The high-level ministerial virtual conference that was concluded on Wednesday was co-chaired by Saudi Finance Minister Mohammed al-Jadaan and France’s Minister of Economy and Finance Bruno Le Mair.
The conference brought together top global financial chiefs.
“In response to the unprecedented health and economic crisis presented by the COVID-19 pandemic, governments and central banks around the world have taken exceptional measures, including unprecedented fiscal, monetary and financial stability measures,” said a statement issued by the G20 Saudi Secretariat.
“The launch of the historic Debt Service Suspension Initiative (DSSI) could provide around $14 billion in immediate and critical liquidity relief by official bilateral creditors alone for the poorest nations in 2020, as estimated by the World Bank Group,” it said.
“This global response is delivering results; however, the situation remains challenging. Capital outflows from many emerging and developing countries have reached unprecedented levels, and their ability to draw upon an international pool of capital in a robust manner has been called into question. In this context, related to financial resilience, debt sustainability considering progress on Debt Service Suspension Initiative as well as on development finance agenda amid the COVID-19 pandemic,” it added.
The statement quoted al-Jadaan as saying that in response to the pandemic, G20 countries have implemented unprecedented fiscal, monetary and financial stability measures and ensured that international financial institutions can provide critical support to developing and low-income countries.
“As the crisis remains unfolding, we will coordinate with G20 member countries to promote sustainable financing for developing countries, support the return of capital flows to emerging markets and developing countries, build resilience and promote more sustainable sources of financing.”
G20 and the Paris Club, an informal group of state creditors coordinated by the French finance ministry, agreed in April to freeze debt payments from the 73 poorest countries for the rest of 2020.
"We need to start thinking about what comes next,” Le Maire told the conference.
G20 finance officials are due to meet online on July 18.
The conference fostered in-depth discussions on key issues through three parallel breakout sessions.
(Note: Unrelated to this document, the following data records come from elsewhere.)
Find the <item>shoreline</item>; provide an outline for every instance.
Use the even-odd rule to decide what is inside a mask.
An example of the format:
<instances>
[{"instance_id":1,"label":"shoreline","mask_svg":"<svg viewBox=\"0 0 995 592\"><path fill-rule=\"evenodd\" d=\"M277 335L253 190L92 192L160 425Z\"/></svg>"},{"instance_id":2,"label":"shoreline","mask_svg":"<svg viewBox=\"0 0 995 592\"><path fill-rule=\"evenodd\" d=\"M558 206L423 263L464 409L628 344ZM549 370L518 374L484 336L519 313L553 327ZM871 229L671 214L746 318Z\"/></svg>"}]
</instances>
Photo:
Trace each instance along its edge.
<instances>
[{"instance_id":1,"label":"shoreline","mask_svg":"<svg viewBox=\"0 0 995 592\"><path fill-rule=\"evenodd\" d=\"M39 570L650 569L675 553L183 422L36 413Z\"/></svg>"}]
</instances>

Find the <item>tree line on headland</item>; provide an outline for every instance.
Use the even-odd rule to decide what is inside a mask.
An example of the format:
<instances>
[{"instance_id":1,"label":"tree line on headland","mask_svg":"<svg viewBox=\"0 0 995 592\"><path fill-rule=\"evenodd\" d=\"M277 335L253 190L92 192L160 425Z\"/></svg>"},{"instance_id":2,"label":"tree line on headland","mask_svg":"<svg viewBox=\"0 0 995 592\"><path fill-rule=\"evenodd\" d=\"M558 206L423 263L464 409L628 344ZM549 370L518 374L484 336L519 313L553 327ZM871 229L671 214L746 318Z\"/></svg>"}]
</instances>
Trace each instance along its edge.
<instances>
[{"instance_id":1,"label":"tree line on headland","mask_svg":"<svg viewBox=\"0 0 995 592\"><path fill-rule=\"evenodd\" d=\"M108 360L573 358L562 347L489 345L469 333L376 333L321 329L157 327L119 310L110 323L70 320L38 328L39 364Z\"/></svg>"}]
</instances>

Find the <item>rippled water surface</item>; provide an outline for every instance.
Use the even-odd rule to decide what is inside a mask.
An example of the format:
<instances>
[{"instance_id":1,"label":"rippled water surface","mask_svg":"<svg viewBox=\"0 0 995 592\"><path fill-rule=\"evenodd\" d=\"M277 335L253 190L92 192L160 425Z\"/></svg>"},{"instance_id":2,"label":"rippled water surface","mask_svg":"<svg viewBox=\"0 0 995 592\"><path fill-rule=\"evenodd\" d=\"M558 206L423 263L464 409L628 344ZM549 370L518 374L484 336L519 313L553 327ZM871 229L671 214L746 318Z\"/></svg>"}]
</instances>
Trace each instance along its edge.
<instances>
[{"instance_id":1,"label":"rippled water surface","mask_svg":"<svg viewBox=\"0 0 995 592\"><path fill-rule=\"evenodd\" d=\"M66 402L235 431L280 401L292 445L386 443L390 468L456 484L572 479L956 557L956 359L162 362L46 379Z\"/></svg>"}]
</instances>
The first included conversations on the DSSI and explored ways to restore market access for African countries, increase international private flows and support the African private sector, especially SMEs, the statement said.
The second focused on the outlook for capital flows, exploring tools that can be mobilized to mitigate capital outflow risks, and the role of the IMF in long-term financing.
Speaking at the session, Ahmed AlKholiefy, Governor of the Saudi Arabian Monetary Authority emphasized that “restoring flows of capital is essential to upholding the stability of the global financial system."
“We are working with G20 countries to better understand the drivers of these volatilities and discuss policy responses to mitigate them,” the statement quoted him as saying.
As for the third session, it explored ways to improve emerging and developing countries’ resilience, including through domestic capital markets development, while considering the immediate and medium-term trade-offs between different policies as well as the role of international cooperation.